Tuesday, March 12, 2019

Review of The Shadow District by Arnaldur Indridason (2017, Vintage; Icelandic 2013)

1944, Reykjavik. A young woman’s body is discovered behind the new national theatre, currently being used as a store by the occupying allied forces. The murder is investigated by a local detective, Flovent, and a Canadian military policeman with Icelandic roots, Thorsen. Their initial suspects are an American soldier and his Icelandic girlfriend who discovered the body and fled the scene, but their investigation soon moves on. The present day, a ninety year old man is found suffocated in his bed. In the house are newspaper cuttings related to the war time case. A retired detective, Konrad, remembers the case having grown up in the district and his father trying to profit from it. He starts his own investigation with the blessing of the police, tracking the last movements and actions of the dead man and simultaneously trying to piece together the original war-time case.

The Shadow District is the first book in a new series by Arnaldur Indridason charting the cases of Flovent and Thorsen and set in war-time Iceland. Somewhat unusually, this first instalment concerns their last case together before Thorsen moves on with the occupying army to continental Europe then returning to Canada, and also has a second main thread set sixty five years or so later.
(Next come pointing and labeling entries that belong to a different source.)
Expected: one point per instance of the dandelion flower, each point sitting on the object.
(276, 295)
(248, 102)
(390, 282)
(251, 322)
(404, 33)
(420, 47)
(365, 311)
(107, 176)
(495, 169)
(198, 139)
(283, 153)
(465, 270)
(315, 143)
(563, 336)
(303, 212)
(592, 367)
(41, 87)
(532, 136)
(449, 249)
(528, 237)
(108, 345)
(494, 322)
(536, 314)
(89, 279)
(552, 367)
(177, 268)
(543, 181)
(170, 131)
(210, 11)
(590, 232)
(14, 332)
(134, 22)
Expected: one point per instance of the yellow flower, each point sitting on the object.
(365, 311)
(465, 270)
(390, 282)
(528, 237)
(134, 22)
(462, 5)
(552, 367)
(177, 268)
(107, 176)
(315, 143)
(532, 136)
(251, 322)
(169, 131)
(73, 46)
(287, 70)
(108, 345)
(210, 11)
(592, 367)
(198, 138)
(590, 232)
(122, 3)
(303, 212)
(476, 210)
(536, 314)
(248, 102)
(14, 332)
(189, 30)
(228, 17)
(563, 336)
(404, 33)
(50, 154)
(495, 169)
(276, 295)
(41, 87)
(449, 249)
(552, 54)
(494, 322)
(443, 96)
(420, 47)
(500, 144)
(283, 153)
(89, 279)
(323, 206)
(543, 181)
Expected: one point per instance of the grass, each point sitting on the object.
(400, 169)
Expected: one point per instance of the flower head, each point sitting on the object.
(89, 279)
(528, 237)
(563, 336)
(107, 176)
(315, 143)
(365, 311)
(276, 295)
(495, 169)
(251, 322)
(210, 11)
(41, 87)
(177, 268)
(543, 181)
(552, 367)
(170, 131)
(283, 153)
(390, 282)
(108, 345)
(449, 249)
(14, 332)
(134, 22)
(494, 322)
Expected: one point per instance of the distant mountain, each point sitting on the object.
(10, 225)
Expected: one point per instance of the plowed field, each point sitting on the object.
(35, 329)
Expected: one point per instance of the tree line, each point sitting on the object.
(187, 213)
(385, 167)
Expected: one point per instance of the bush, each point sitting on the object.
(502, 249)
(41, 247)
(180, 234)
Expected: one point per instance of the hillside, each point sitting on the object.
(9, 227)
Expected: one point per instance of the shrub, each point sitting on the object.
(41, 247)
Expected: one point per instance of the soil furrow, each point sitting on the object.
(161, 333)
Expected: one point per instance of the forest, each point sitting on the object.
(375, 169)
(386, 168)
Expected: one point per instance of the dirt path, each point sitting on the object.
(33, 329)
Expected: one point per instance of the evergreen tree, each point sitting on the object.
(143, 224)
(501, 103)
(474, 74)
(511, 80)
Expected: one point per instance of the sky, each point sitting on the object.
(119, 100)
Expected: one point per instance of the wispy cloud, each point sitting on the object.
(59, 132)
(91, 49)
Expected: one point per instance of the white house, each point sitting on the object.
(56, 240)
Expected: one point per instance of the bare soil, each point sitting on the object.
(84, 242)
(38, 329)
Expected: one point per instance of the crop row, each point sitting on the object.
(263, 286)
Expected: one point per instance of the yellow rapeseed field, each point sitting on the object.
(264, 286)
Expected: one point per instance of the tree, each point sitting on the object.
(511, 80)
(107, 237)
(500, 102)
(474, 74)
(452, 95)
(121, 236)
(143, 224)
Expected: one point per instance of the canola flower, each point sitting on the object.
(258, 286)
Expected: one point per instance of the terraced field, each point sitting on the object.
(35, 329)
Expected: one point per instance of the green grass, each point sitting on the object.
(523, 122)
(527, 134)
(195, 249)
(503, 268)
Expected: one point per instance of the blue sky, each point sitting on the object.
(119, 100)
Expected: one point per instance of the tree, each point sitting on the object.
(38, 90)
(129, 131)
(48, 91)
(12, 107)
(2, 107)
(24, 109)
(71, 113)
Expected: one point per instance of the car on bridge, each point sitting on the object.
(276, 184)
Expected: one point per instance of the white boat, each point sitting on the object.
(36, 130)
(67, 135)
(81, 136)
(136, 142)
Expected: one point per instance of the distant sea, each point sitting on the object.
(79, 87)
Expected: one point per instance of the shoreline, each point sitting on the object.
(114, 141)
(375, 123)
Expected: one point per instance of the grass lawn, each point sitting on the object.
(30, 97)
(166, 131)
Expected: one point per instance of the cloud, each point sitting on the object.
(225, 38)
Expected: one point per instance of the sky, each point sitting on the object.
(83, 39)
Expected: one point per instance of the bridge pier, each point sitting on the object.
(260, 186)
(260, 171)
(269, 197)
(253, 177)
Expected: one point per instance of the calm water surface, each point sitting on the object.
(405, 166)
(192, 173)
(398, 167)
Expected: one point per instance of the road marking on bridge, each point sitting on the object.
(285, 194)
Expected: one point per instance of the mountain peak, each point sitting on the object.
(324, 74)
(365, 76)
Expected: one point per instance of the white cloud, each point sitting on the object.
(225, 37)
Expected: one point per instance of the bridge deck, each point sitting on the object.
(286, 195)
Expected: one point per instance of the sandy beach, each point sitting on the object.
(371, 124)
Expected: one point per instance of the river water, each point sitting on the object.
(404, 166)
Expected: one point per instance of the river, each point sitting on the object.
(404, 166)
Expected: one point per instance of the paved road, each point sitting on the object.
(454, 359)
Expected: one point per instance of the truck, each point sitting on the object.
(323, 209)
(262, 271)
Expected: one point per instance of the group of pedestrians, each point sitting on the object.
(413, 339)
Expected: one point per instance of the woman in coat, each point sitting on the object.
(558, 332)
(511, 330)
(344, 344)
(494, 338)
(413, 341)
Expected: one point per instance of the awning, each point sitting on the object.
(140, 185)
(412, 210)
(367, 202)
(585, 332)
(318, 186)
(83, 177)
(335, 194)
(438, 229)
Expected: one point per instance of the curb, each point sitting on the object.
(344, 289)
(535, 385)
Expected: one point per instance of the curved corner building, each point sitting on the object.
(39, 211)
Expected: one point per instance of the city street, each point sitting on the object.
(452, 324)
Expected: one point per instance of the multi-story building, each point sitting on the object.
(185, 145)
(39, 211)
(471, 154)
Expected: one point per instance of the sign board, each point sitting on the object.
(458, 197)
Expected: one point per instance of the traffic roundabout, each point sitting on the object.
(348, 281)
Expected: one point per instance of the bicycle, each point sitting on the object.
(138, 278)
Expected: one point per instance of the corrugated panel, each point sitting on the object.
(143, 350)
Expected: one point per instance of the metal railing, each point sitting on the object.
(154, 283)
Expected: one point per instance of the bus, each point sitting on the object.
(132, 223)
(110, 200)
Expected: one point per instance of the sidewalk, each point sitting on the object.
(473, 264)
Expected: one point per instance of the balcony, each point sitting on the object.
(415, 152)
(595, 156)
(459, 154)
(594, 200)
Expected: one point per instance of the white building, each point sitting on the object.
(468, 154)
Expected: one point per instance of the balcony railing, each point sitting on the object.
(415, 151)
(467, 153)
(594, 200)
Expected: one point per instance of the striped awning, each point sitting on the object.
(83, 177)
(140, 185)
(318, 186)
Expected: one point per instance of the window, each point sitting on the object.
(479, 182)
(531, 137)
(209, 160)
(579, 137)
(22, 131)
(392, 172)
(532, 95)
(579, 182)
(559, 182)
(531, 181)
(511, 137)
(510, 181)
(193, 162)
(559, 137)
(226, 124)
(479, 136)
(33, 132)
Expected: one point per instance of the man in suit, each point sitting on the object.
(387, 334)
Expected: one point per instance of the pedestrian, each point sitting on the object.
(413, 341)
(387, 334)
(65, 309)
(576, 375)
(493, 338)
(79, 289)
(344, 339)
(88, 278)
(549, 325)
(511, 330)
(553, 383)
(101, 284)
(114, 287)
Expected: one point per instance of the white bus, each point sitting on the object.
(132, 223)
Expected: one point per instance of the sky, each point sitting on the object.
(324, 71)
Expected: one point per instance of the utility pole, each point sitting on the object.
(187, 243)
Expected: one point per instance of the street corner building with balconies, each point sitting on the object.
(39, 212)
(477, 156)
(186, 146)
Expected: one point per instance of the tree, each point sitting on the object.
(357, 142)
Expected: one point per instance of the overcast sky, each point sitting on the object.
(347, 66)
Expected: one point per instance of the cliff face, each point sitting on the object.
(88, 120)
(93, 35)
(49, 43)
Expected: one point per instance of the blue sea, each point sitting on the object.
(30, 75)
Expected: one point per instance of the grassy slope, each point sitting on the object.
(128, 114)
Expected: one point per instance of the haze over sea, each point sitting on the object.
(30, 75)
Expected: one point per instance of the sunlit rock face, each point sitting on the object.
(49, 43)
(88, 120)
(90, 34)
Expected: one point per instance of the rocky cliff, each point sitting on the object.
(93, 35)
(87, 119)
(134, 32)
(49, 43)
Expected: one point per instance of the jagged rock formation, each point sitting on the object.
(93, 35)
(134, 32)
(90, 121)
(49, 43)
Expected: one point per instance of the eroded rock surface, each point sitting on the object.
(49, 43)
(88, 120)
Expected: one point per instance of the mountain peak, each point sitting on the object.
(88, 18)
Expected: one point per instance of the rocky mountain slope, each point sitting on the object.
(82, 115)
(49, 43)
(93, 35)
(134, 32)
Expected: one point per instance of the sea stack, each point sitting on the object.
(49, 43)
The story pivots between the two periods tracking the investigation into the murder of young woman in 1944 and the death of an elderly man decades later. The lynch-pin is Konrad, a retired CID detective, who remembers the original case as a child and is intrigued by the man’s suspicious death. As such, there are two police procedural tales being told in parallel, with the chapters alternating between the two periods as Flovent and Thorsen work their investigation and Konrad also re-pieces it together as he tries to work out the connections across time and people between the cases. As usual, Indridason tells the tale in an under-stated way without relying on overly-contrived plot devices or melodrama, letting the two stories unfold in a credible and engaging way. The result is an intriguing story populated with realistic characters, scenarios and police work, with a strong sense of place and time.